Dorfentwicklung : Ideen aus Koblenz fürs Bauen in Kelberg

Sechs Architektur-Studenten der Universität Koblenz haben ihre Entwürfe für regionaltypisches und generationenübergreifendes Bauen und Wohnen im Kelberger Ortsteil Köttelbach präsentiert.

„So etwas Tolles kann zustande kommen, wenn Bürger sich für ihr Dorf begeistern und dazu noch die geeigneten Kontakte haben“, meint Reinhold Theisen, seit 20 Jahren Ortsvorsteher des Kelberger Ortsteils Köttelbach. Mit „Bürger“ meint er in diesem Fall Ulrike Kirchner.

Die studierte Landschaftsarchitektin und ehemalige leitende Architektin der Bundesgartenschau Koblenz (2011) hat seit fünf Jahren eine Professur für Raum- und Umweltmanagement an der Hochschule Koblenz inne. Dort ist der Architekt Peter Thomé ihr Kollege und für den Bereich „Strategien ländlicher Raum“ zuständig – „also der ideale Ansprechpartner für bauliche und gestalterische Lösungen für Köttelbach“, findet Ulrike Kirchner.

Sie lebt mit ihrem Mann in der Mitte des Kelberger Ortsteils  auf einem ehemaligen Bauernhof; genau gegenüber liegt ein geräumiges Grundstück, auf dem allerdings marode Gebäude stehen. „Wie oft haben wir uns schon Gedanken gemacht, was dort und auf der Streuobstwiese dahinter alles entstehen könnte“, erzählt sie.

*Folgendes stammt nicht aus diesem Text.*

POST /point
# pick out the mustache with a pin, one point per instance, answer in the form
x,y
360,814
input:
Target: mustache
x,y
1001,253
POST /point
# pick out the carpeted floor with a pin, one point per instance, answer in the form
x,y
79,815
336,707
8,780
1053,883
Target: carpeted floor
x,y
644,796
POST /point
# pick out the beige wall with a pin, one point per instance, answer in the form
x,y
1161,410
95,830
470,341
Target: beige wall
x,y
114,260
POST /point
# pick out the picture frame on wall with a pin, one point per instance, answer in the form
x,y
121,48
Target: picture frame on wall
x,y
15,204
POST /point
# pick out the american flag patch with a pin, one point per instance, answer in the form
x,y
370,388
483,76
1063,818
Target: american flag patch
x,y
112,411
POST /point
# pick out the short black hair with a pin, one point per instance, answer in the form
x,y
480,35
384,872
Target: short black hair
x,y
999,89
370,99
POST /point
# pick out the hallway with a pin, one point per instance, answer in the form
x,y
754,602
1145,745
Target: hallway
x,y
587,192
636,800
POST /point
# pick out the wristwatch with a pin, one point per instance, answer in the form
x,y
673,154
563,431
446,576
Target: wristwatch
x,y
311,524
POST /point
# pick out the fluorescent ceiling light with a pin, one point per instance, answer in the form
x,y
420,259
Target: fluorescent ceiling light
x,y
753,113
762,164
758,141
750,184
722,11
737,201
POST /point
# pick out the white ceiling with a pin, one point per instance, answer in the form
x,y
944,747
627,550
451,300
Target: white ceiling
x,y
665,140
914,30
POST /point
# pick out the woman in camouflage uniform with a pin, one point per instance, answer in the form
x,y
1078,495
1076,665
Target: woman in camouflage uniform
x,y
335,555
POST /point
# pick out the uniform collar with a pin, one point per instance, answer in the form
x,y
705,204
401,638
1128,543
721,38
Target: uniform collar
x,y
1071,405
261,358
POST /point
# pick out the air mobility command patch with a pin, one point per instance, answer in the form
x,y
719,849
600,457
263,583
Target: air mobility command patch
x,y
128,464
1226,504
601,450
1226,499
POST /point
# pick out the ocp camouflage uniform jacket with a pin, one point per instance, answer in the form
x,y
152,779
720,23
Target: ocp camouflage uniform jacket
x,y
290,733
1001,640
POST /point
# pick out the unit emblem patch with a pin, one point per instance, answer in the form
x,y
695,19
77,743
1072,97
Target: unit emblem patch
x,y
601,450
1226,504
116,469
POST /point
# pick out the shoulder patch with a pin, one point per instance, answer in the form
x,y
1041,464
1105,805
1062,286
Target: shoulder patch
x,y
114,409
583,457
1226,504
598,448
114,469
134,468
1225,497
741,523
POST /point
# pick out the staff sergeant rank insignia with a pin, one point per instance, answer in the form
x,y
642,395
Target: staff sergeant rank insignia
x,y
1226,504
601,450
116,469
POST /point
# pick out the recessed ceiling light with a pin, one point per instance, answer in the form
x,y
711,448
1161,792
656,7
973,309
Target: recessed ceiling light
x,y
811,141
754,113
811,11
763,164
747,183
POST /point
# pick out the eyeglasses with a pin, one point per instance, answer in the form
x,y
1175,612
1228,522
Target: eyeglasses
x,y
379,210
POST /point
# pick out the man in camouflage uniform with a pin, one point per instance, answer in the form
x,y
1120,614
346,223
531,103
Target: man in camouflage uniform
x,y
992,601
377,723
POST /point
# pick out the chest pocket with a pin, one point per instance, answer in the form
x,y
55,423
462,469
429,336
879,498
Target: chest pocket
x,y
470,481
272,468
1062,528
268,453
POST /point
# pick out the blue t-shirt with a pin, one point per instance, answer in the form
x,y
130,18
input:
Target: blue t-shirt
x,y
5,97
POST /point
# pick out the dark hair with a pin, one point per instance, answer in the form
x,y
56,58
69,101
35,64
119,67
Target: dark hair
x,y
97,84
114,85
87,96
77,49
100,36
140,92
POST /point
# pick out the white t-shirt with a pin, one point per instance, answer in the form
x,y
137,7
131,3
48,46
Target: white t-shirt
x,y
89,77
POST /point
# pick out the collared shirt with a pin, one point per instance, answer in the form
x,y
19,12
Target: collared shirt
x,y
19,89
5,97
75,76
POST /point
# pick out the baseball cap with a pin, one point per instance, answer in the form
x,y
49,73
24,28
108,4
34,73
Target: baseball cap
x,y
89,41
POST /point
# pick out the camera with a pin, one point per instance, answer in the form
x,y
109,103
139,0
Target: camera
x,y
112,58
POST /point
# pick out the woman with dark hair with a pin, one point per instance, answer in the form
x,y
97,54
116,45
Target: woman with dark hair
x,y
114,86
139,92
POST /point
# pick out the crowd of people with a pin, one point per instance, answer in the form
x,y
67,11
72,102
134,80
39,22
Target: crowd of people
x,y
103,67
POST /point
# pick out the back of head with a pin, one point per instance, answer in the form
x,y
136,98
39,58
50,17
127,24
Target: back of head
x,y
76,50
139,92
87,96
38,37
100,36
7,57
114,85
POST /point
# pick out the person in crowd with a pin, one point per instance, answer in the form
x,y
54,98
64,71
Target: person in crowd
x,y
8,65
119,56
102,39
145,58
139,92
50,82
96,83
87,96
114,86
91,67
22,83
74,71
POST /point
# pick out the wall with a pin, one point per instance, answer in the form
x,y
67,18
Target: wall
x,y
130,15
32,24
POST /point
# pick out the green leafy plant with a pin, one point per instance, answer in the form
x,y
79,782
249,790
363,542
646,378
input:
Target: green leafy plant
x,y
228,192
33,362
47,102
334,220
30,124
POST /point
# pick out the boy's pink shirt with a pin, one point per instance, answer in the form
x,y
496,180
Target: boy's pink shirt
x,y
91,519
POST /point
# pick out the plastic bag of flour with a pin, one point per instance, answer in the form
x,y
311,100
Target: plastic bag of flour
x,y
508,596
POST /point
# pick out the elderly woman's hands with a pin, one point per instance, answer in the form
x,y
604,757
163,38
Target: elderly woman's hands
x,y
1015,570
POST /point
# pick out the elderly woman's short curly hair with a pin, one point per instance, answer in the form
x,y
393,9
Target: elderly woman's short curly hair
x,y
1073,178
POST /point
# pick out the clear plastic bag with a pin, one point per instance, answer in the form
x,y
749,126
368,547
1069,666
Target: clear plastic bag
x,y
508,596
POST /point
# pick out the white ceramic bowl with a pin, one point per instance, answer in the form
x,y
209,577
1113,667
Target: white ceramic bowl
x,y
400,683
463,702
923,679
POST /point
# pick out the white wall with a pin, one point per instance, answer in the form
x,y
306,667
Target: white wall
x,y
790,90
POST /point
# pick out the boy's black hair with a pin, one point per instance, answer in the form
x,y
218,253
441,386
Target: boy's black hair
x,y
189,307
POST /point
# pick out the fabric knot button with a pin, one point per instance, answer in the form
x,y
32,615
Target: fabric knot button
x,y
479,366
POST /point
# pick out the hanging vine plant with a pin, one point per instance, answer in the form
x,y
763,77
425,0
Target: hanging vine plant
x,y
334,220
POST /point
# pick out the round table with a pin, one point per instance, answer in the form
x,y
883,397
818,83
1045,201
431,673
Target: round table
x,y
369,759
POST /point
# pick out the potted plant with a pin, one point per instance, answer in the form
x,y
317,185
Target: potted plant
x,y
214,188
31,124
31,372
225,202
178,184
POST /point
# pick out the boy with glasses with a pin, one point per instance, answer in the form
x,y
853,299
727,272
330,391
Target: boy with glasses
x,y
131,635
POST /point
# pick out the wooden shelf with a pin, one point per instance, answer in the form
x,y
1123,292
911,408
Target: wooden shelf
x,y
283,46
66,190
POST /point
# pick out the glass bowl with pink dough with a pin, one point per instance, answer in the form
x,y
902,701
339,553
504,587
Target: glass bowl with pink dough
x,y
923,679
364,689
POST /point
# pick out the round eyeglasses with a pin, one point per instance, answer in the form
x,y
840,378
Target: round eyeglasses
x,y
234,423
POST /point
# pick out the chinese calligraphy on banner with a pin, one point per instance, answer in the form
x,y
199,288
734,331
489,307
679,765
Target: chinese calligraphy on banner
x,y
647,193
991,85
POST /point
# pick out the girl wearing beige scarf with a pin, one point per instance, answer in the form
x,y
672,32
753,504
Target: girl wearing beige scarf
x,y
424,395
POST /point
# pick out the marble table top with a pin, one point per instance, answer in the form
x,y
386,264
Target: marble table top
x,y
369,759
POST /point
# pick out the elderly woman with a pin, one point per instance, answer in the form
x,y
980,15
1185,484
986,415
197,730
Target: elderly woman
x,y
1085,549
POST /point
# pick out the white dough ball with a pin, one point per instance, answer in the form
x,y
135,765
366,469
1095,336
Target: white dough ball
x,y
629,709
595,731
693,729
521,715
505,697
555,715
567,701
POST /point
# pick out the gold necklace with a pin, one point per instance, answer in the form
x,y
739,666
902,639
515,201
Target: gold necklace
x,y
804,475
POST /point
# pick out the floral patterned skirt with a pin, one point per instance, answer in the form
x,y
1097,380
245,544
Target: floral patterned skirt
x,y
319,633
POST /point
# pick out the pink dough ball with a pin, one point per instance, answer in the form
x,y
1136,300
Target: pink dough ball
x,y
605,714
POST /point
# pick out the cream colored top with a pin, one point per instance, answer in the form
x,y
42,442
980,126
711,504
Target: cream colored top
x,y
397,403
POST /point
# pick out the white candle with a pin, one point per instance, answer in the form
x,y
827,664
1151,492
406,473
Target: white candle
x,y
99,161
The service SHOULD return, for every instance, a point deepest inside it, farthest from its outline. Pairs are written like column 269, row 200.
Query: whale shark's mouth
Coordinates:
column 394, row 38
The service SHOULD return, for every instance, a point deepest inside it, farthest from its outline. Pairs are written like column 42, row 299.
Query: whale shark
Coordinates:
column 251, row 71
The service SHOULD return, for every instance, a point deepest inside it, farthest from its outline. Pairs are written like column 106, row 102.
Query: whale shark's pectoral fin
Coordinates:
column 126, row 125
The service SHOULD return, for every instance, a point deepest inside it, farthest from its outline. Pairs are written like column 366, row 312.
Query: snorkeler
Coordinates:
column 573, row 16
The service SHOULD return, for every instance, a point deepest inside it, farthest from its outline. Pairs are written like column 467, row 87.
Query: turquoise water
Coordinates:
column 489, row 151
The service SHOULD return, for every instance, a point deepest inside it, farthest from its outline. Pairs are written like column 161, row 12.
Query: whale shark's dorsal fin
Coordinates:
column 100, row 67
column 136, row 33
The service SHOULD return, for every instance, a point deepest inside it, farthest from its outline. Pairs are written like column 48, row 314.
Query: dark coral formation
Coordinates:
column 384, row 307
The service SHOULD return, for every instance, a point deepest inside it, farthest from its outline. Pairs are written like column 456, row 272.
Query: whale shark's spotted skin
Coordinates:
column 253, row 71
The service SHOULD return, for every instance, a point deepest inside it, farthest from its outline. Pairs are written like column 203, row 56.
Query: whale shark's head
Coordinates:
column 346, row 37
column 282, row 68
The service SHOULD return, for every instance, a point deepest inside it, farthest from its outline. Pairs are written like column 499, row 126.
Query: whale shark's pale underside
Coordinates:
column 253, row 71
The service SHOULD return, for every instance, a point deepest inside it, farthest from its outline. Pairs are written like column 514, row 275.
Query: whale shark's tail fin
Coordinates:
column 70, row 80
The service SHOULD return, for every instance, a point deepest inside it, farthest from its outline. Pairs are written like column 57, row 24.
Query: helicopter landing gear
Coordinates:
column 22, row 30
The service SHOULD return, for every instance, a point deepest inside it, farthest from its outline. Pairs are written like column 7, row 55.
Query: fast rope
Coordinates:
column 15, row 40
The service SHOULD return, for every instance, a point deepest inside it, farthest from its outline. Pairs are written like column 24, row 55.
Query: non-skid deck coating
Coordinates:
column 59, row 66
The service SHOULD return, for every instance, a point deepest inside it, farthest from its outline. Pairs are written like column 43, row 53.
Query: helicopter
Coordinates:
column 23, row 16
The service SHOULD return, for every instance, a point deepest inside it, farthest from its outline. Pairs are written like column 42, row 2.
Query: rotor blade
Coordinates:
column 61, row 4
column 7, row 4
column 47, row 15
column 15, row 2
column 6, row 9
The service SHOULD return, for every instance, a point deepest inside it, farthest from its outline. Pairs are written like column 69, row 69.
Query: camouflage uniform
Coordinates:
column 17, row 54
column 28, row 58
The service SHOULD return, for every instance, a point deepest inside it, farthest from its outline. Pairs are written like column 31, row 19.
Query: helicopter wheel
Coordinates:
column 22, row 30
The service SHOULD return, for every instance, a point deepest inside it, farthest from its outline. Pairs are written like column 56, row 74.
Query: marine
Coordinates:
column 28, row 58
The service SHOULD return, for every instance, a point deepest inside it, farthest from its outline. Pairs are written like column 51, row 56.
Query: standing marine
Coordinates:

Nun gibt es dank der Initiative von Ulrike Kirchner und der Verbindung zu Peter Thomé gleich 16 Vorschläge für eine mögliche Neubebauung und Nutzung. Fünftsemester von Professor Thomé haben sie im Rahmen ihres Architekturstudiums entwickelt. Die sechs besten Arbeiten wurden jetzt präsentiert. „Die Herausforderungen für das Bauen auf dem Land sind größer als in der Stadt“, erklärte Thomé zu Beginn auch mit Blick auf die lange Zeit geübte Praxis, Neubaugebiete an den Ortsrändern auszuweisen anstatt sich der Ortsinnenentwicklung zu widmen. Die besondere Herausforderung des Geländes in Köttelbach sei der Höhenunterschied von zehn Metern. Die Aufgabe sei gewesen, regionaltypische, seniorengerechte und familienfreundliche Gebäude zu konzipieren. So seien die Studierenden im Herbst vergangenen Jahres durch das Dorf gezogen und hätten als ihren ersten Eindruck mitgebracht, dass sie mit vielen Leuten ins Gespräch gekommen seien und dass es sich bei Köttelbach um einen Ort handele, der landschaftlich aufs Schönste gelegen sei, erinnerte sich Peter Thomé.

 Mehr als 50 Köttelbacher verfolgten mit großem Interesse die Präsentation von Florentina Dernjani, Mareike Dietzler, Philipp Frankmann, Simon Reuther, Björn Simon und Bekire Yekathi, die selbst aus kleinen Ortschaften von Hunsrück und Westerwald und einem Mittelzentrum am Rhein stammen. Bei aller Verschiedenheit der Modelle stimmen sie darin überein, dass auf dem Gelände im unteren Bereich die Seniorenwohnungen, im oberen Bereich die Familienhäuser entstehen sollten und dass ein Café als verbindendes Element dienen könnte. Langhäuser erinnern an die über Jahrhunderte übliche Bebauung, Gästeappartments greifen den Tourismus auf, Gärten und Hochbeete spiegeln die Vorzüge des Landlebens und Terrassierungen innerhalb der Gebäude und auf den Grundstücken den Höhenunterschied wider. „Besser geht’s doch nicht“, sagte Ortsvorsteher Reinhold Theisen unter dem Beifall der Köttelbacher.